To respond to the global financial crisis and maintain social stability, Chinese government implemented proactive monetary and fiscal policies, including cutting interest rates and boosting bank lending. The 4000 billion RMB ($586 billion) investments on November 9, 2008 is a big event, with the purpose of stimulating domestic consumption, restructuring and subsidizing 10 pillar industries to promote their long-term competitiveness. After the massive input to the pool of money, the housing market boomed rapidly, but prices rose far beyond the reach of normal buyers. Many of those people escaping the sky-high real estate price in big cities choose to commute between the downtown and the suburban areas. During the same period, prices for basic food items, especially pork and eggs, rose significantly by double-digit percentages, stinging those who live on subsistence incomes. Due to overheating economy and high inflation, stocks stunk and banks paid negative deposit rates, which made the whole country anxious about the future of the economy, and above all, the social stability.
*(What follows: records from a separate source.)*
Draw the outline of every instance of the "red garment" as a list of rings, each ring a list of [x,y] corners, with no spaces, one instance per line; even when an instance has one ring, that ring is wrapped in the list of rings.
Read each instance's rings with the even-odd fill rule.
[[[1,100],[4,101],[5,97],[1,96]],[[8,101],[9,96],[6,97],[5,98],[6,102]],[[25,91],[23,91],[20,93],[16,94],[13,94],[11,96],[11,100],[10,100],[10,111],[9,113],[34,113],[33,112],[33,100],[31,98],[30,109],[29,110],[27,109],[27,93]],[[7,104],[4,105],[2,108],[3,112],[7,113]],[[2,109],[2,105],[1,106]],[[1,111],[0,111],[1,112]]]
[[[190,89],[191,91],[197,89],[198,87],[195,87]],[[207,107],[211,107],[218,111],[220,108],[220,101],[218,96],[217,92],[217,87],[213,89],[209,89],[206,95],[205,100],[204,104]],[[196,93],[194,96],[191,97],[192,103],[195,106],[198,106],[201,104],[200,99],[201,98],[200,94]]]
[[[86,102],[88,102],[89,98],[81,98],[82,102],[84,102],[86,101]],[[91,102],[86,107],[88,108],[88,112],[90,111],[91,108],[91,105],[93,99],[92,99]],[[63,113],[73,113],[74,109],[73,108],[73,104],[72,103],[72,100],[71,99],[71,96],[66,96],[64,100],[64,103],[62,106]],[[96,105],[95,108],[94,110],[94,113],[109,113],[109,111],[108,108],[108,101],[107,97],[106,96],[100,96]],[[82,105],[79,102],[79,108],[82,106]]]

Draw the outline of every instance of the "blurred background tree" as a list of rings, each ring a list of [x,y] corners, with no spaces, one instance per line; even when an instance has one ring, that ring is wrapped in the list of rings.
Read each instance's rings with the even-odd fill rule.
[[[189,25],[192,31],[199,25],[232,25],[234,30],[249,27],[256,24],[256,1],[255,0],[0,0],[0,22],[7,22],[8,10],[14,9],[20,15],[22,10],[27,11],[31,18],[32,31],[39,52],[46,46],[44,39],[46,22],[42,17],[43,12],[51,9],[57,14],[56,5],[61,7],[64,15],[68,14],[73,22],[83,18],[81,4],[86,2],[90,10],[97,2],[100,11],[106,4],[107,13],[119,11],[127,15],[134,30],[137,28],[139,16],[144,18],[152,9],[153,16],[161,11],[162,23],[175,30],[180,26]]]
In order to tackle inflation, People’s Bank of China hiked bank reserve requirements from 16% in 2010 to 21% in 2011, but only 1% increase for deposit rate at the same time, as is shown in graph 2. These monetary policies effectively prevented cheap loans from flowing to inefficient state-owned enterprises that employ around a quarter of Chinese. Meanwhile, the government expanded production of basic necessities, and tightened property financing. As a consequence, house prices fell for the 5th consecutive month in February, 2009.